Keywords

1 Introduction

The more the amount of information grows on the Web and within information systems, the more important are efficient and effective querying, exploration, and retrieval approaches. For information available as plain text, Information Retrieval is a long established research field; a vast number of mature commercial but also open implementations such as Apache Solr are now driving large-scale applications. Also, in the area of the Semantic Web, a number of approaches, techniques, and platforms have been developed (e.g., [12]) which unify search across unstructured (Web documents) and structured data (RDF). However, for many applications, heterogeneous information represented in different modalities (structured, semi-structured, or unstructured) and spread across distributed data sources have to be made searchable and explorable for end users in an integrated way. Further, these distributed data sources are accessible through a variety of interfaces. In addition to plain documents on the Web, there exist the Deep Web, whose content is generated from databases and often accessible through APIs (e.g., for social networks or e-commerce platforms), and the Dark Web, whose contents is not even accessible openly. Indexing information from all these sources is not generally feasible; also, in many situations, it is not allowed by the terms of use of certain services or by data protection and privacy laws.

FuhSen is a federated semantic hybrid engine that relies on semantics encoded in a knowledge graph to integrate data collected from a federation of heterogeneous sources, e.g., unstructured, semi-structured, or structured.
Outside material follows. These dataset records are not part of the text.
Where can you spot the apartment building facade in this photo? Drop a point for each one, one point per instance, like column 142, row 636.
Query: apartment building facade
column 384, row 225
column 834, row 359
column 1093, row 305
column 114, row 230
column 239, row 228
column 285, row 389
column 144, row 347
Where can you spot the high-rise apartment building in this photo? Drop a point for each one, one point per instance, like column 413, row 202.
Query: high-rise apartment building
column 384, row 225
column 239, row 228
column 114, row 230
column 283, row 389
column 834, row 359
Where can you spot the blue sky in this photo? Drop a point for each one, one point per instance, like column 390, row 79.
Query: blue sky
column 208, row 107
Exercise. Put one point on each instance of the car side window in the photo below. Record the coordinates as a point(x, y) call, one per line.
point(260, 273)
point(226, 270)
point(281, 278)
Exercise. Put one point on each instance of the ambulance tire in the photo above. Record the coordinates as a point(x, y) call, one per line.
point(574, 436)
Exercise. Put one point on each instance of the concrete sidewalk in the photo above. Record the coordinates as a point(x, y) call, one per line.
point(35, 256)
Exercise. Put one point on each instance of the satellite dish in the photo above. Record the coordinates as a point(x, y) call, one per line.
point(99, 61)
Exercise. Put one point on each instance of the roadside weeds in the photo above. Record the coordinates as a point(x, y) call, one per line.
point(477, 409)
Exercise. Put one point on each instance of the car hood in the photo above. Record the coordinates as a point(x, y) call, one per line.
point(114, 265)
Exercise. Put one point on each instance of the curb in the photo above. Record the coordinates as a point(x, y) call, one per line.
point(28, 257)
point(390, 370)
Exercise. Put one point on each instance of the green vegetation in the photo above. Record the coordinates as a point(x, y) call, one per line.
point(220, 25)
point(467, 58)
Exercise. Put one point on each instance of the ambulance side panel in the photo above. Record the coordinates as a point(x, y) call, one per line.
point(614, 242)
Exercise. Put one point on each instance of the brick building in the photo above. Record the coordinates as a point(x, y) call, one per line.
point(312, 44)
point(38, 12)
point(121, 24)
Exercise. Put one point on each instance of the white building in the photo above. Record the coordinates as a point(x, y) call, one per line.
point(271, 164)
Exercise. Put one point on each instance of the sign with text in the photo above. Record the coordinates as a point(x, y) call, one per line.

To this end, sources are wrapped, and answers to keyword queries are represented using the Resource Description Framework (RDF). Each data source answer is modelled as a set of RDF triples that share the same subject resource, i.e., an RDF molecule [4, 5]. FuhSen utilizes semantic similarity measures to determine relatedness between two resources in terms of the relatedness of their RDF molecules. Highly similar RDF molecules are aggregated into an integrated RDF molecule that corresponds to the answer of a keyword based query; further, integrated molecules are included as part of the knowledge graph. This semantic aggregation of sources searches answers allowing a more meaningful integration of the collected data and corresponds to the main difference of FuhSen with respect to triple-based integration [10, 13]. Thus, the main contributions of this paper are: (a) A data integration system named FuhSen able to provide a unify view of heterogeneous search engines. (b) An RDF-Molecule integration approach that utilizes semantic similarity measures to integrate pieces of information about the same entity in different data sources.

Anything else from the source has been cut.